SDSU Students for Justice in Palestine put up mock apartheid walls covered with information and political art about the Palestinian genocide, outside of Hepner Hall on Feb. 11.
The four 10-foot-tall wooden walls featured bold text and striking images meant to grab the attention of passing students.
“The whole idea is it’s in people’s faces,” said Muhamed Erekat, an organizer with SJP and a fourth-year civil engineering major. “And so it is the starting point for people who don’t know much.”
Mock apartheid walls are a form of protest used by Palestinian liberation activists to symbolize the walls constructed by Israel around the occupied Palestinian territories of Gaza and the West Bank.
Israel describes the walls as a necessary security protection, but Palestinians have denounced them as an annexation tactic.
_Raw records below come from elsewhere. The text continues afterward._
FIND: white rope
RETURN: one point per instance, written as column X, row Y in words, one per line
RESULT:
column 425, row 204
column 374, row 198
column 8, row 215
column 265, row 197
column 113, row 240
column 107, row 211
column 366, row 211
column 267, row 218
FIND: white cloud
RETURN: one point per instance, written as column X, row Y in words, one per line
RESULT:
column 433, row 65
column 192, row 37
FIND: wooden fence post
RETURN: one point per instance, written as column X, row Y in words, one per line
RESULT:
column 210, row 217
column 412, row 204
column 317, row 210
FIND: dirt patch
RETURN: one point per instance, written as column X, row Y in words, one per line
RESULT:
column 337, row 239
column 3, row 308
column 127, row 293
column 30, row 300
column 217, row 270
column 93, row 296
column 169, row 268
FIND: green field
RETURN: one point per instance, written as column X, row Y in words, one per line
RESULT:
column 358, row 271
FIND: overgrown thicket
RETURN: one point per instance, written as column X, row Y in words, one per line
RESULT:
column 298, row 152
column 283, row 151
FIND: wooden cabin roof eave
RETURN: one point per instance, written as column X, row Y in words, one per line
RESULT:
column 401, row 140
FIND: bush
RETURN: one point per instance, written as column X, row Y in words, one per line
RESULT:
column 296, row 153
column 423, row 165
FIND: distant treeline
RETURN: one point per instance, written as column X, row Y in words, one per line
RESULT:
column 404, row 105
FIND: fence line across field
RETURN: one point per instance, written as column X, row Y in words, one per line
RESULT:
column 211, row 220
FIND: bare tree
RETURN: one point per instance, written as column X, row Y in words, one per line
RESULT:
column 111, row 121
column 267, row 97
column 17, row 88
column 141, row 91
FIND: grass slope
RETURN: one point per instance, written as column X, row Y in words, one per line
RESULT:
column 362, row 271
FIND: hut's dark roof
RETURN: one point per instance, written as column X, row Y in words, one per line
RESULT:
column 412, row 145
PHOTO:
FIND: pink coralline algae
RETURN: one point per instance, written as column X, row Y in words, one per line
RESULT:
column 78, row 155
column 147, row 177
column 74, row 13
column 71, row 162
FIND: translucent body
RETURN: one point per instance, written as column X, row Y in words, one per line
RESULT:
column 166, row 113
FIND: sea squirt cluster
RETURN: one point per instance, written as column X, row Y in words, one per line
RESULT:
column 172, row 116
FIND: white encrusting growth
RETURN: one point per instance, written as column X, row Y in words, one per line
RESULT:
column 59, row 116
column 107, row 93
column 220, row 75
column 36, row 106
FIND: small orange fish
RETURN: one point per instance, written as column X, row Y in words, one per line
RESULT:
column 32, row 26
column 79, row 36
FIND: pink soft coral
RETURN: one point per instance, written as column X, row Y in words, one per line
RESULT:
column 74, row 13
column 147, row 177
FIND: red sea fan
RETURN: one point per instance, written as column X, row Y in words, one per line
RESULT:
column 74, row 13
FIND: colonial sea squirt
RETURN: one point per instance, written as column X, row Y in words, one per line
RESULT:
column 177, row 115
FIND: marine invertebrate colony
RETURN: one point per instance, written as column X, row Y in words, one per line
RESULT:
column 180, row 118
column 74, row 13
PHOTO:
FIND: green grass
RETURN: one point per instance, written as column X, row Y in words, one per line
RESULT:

The International Court of Justice declared the West Bank wall illegal and demanded its dismantling in 2004 because 85% of the wall is built within Palestinian territory, according to Al Jazeera.
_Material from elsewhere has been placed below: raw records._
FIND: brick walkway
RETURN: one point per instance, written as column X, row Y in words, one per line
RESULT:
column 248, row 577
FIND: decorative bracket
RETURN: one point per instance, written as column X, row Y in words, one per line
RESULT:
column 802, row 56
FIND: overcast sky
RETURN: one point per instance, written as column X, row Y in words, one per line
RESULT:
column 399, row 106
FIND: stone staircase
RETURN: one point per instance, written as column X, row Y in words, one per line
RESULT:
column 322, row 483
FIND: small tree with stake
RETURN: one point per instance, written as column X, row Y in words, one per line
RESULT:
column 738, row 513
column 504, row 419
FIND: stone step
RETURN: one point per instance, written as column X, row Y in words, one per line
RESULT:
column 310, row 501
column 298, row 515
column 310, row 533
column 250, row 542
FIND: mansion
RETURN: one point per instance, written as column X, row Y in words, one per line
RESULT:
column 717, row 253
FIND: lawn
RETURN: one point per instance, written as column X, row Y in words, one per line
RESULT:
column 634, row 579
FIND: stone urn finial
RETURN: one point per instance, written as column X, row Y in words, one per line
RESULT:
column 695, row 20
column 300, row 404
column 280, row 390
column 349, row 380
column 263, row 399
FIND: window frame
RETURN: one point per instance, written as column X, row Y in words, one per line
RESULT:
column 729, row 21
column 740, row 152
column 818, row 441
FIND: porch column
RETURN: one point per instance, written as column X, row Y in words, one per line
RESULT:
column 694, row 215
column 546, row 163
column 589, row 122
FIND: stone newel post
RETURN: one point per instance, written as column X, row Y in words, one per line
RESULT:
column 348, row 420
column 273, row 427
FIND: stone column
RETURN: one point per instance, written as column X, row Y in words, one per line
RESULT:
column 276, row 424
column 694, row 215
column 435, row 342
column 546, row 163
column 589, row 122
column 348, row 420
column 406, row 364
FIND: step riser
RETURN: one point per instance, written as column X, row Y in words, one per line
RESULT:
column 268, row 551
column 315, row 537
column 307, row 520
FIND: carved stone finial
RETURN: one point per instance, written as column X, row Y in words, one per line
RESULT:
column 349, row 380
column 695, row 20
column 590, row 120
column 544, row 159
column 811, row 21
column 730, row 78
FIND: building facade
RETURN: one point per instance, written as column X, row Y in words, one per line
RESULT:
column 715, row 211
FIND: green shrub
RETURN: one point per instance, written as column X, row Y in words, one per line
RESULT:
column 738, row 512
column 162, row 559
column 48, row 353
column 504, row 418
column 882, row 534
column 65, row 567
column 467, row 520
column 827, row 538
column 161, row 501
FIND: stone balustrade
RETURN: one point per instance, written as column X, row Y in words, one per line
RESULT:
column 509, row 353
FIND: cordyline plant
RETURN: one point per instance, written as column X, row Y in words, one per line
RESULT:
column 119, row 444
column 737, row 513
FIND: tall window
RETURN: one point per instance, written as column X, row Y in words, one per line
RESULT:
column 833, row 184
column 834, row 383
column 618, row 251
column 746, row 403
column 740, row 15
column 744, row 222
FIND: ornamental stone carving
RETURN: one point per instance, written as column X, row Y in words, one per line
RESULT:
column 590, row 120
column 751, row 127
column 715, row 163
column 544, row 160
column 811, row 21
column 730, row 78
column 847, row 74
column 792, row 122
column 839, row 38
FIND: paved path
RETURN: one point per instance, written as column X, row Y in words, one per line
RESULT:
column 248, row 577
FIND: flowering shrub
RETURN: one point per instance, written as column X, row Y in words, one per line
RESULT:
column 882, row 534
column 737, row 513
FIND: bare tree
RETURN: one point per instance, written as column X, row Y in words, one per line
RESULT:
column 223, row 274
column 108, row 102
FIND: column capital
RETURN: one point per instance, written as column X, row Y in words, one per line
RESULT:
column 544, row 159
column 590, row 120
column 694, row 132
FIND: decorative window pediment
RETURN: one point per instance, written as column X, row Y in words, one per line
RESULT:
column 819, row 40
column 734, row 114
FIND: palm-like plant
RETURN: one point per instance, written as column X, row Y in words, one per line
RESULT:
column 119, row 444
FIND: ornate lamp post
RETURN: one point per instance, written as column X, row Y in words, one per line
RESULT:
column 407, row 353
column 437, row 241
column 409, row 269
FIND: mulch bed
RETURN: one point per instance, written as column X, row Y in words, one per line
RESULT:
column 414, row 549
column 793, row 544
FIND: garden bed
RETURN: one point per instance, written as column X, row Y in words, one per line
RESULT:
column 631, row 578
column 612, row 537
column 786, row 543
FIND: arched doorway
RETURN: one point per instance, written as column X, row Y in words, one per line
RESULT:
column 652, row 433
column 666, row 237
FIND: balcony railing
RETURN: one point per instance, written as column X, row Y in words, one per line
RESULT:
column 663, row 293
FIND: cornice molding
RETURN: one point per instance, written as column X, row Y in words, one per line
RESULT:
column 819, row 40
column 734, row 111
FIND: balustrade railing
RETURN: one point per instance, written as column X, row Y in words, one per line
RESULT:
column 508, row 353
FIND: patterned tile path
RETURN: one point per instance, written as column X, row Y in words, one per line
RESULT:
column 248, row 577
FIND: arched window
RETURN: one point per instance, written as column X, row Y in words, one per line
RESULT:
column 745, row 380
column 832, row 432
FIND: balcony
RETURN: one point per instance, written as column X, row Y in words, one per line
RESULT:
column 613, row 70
On Sunday, Israel ratified measures to expand its power to seize land in the West Bank and build illegal settlements, which would displace even more Palestinians.
The mock apartheid walls outside Hepner Hall functioned as more than just an education on the occupation in Palestine. They explain how Israel trains American immigration officers and how zionism in Palestine relates to the history of colonialism in the U.S.
Matt Miuccio, a philosophy graduate student, found that the “poignant” displays were a good way to get people to stop and learn.
“It’s almost like a museum,” Miuccio said, “as though you can walk around and view things for yourself and make your own judgments about them.”

Yasmin Zeis-Khalil, president of SDSU SJP and a fourth-year political science major, said the event’s purpose was to engage with students and encourage them to ask unfamiliar questions.
She hopes to bring more political activism to SDSU and pointed to student activists during apartheid in South Africa and the Vietnam War as a source of inspiration.
She also explained that SJP had demanded the university divest from companies complicit in genocide and created mock apartheid walls in the past.
But SDSU makes it difficult for student organizations to protest on campus. Strict policies surrounding the time, place and manner of protest forced SJP to work with the California Faculty Association and Students for Quality Education to reserve the space as a union, according to Zeis-Khalil.
She said that it’s necessary to work around the system to create change.
Through these walls, Zeis-Khalil also hopes to humanize Palestinians and mentioned how constant media coverage has desensitized people to the severity of what is happening.
“People have found a way to be okay with seeing people dragged in the streets because they look different, because they speak a different language,” Zeis-Khalil said.
“And we need to re-humanize our empathy.”